Just as I expected, Colin was already ahead of me. He had found some backdoor route and had beaten me down, no doubt lost some skin in the process, his blood still hot with adrenalin. We slid and scratched through sharp edged rocks, setting some rolling, kicking up dust for ten, twenty feet. Toward the bottom the rocks became boulders big as washing machines. Below them were boulders the size of houses. We climbed cracks between them, descending into a canopy of sycamores.

When we reached the bottom, the dark was nearly on us. We found the same stream where we had started, one leading to our camp. We followed it, moving across beds of moss and broken tree stumps. With no more exposed rock, no more sudden falls, we walked with a lazy, exhausted stride, our feet painted in leaf dirt and blood. Sycamore trees sank into darkness as we felt our way along. We had headlamps in our packs, but we did not get them out. A last trace of light remained to show the way, a vaporous glow, as if a modicum of daylight had not been able to find its way out of the canyon.

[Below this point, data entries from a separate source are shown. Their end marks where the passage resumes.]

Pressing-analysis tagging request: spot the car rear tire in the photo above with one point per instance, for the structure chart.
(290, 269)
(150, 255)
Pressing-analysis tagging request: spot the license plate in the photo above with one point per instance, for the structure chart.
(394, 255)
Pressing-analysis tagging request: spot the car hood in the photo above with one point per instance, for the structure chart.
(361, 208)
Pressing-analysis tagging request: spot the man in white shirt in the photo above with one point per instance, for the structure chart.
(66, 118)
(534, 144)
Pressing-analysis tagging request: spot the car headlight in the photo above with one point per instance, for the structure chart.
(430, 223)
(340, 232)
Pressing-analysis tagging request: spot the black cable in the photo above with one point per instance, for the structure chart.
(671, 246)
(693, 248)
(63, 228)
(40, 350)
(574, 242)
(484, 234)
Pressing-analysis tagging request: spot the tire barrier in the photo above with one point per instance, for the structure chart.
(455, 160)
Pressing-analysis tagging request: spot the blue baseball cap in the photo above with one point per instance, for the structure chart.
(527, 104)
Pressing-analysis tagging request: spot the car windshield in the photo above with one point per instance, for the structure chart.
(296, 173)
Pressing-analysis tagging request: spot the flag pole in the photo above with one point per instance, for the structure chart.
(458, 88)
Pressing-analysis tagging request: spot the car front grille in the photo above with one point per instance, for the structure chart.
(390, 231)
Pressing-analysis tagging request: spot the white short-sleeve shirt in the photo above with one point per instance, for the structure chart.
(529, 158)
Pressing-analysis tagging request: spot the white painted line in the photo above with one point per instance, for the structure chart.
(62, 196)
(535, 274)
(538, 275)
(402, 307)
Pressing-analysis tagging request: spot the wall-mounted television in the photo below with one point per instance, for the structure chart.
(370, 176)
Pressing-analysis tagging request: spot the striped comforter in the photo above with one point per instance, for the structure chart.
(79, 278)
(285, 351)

A baby's cry lifted from the dark ahead. It was the call of my son's hunger. It cried, comfort, warmth, need, echoing among trees, muted by leaves and trunks. Just as quickly, the voice was quieted. In the night beyond us, in a camp too far away for us to see, Jasper had been given whatever he needed. My body relaxed, almost home.   

My feet were bleeding. I had to stop.

I sat on a shelf of rock and pulled off one of my sandals. A splinter of a twig stuck out of the soft skin of my sole. I gripped it firmly between thumb and forefinger and pulled it out, a quick barb of pain. A couple of my toes were split at their tips, stubbed hard on rocks, a toenail broken. The top of my right foot had been scalded by oak bark that I had scuffed without paying attention. I looked up, seeing that Colin had stopped, aware that I was no longer moving behind him. With his back toward me he looked ahead to the next route, a fork in this high, shallow canyon. For someone with a broken leg freshly mended, he moved swiftly, almost too fast for me.

We were scouting, leaving Jasper and Regan behind this afternoon. Now Colin and I were far enough out that our choices were beginning to narrow toward the few routes that would get us back to camp by dark, a few hours away still.

I hunkered down to a pool of fresh water where I cupped it up in my hands and washed my feet, rubbing dirt out of these minor wounds. I reached up and pinched off a leaf of lavender from a powder blue shrub beside me. I rubbed the leaf until it was moist on my fingers and dabbed it into the fresh, red abrasion on the roof of my right foot.

Sandals were more convenient than boots in this environment. Getting in and out of the water all day, sinking into wet sand and climbing out the other side would have left me walking with squirming socks. The sandals did a better job, other than leaving my feet exposed to the sharp implements of rock and plant.